Injury, rehab,and more training

It’s been a (busy) couple of weeks since I’ve written. The last time I wrote, I had made some breakthroughs with my training–running faster, longer distances, etc. It was very exciting and encouraging to make progress. Unfortunately, shortly after I wrote, I sustained an injury. During a long run, my right knee gave out on me. I was on mile 7 of what was supposed to be an 8 mile run, when all of the sudden I just couldn’t take another step. I limped off of the treadmill and out of the gym, and after some research realized I had IT band syndrome. For non-runners, this is a very common running injury that many times puts runners on the sidelines for weeks. So needless to say, I was more than dismayed to have this issue so close to half marathon time.

This is not the first time I have experienced IT band issues. I am a researcher by nature, so the first thing I did was research what causes IT band problems and what I could do about it. The IT (illiotibial) band is a thick band of muscle fibers that begins at the hip and runs down the outside of the thigh, attaching to the knee. It can get inflamed from overuse, causing a lot of pain. What I needed to know was how to rehab my IT band so I could continue running. The first thing was to get rid of the pain and inflammation, so I iced the area and took NSAIDs.
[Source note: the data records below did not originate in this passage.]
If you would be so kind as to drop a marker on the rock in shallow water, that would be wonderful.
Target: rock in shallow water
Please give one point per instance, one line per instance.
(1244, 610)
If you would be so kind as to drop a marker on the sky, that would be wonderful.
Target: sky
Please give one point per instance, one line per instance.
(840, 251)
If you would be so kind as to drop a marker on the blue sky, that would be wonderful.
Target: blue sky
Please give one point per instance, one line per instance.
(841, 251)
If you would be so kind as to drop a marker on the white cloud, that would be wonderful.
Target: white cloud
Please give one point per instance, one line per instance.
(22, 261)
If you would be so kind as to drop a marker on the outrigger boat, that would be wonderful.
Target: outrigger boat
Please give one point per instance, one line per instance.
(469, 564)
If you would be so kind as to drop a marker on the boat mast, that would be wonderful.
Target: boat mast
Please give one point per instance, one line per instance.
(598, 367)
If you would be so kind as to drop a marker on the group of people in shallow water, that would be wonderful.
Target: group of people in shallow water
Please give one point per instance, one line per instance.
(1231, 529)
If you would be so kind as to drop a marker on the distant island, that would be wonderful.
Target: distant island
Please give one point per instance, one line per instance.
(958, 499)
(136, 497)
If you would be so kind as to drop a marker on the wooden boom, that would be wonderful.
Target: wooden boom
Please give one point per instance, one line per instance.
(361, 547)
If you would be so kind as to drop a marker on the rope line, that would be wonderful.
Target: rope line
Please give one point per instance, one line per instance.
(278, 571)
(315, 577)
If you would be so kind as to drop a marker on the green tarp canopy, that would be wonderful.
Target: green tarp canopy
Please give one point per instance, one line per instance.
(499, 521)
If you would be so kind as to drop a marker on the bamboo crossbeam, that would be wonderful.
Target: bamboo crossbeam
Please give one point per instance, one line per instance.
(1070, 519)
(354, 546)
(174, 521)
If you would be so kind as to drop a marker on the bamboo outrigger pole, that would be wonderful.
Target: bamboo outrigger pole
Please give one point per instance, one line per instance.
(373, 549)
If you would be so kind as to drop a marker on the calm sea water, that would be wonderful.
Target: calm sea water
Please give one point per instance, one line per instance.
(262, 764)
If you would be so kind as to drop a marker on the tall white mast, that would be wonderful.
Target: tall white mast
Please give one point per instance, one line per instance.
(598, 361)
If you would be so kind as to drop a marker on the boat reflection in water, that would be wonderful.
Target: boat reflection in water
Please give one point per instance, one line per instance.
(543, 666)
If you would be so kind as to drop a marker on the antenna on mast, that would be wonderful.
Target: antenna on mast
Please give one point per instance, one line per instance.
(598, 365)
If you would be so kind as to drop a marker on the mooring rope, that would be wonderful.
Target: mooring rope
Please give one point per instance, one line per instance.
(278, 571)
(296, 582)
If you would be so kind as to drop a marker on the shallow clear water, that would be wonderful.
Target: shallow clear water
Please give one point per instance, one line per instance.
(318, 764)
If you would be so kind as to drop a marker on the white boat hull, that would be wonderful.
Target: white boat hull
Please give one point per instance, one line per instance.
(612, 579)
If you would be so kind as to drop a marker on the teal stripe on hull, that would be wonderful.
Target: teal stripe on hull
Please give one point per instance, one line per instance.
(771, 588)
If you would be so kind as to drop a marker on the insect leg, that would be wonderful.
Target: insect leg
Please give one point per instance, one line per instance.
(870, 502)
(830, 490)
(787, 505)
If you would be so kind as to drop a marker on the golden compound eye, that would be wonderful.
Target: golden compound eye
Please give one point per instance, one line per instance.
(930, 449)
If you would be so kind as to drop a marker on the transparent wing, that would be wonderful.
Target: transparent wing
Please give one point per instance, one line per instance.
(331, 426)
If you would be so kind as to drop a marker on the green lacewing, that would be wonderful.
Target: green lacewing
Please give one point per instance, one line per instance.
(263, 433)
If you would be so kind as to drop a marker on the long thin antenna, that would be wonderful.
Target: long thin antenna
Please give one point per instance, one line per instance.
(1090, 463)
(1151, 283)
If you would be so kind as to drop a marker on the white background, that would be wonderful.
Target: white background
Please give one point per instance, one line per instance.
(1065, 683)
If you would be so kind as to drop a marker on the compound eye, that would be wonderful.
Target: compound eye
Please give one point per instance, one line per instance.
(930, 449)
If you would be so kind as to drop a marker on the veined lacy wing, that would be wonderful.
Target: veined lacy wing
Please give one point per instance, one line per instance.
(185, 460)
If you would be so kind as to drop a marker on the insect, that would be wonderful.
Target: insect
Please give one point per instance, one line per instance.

The second thing was to strengthen the IT band by doing some resistance training. I added heel drops, hip abduction, and clam shell exercises to my daily regiment. I also decided to try to get a handle on another injury I’ve been struggling with–shin splints. Again, my right leg is the one most affected. So I’m doing some things to strengthen my calves and ankles, like calf raises, and using my new favorite piece of gym equipment, the agility ladder.

The agility ladder is simply a collapsible ladder you lay on the floor. There are a variety of different moves/footwork you can do that will not only strengthen the smaller muscles in your calves, ankles, and knees, but also give you a great high intensity work out. I knew soccer and football players used it, but had never heard of runners using the agility ladder before. I got the idea after I saw one of the personal trainers at the gym use one with a client. Now I use it every chance I get!

So far, the new exercises seem to be helping. I was able to finish my first ‘long’ race on Feb. 28th, a 15K (about 7.8 miles)! Finishing this race was a big confidence boost. I am now running 9 miles for my long run, with plans to do an 11 mile group training run (Ed Dibble Run) the first weekend of April. After this run, I will make my decision about running the Glass City half marathon.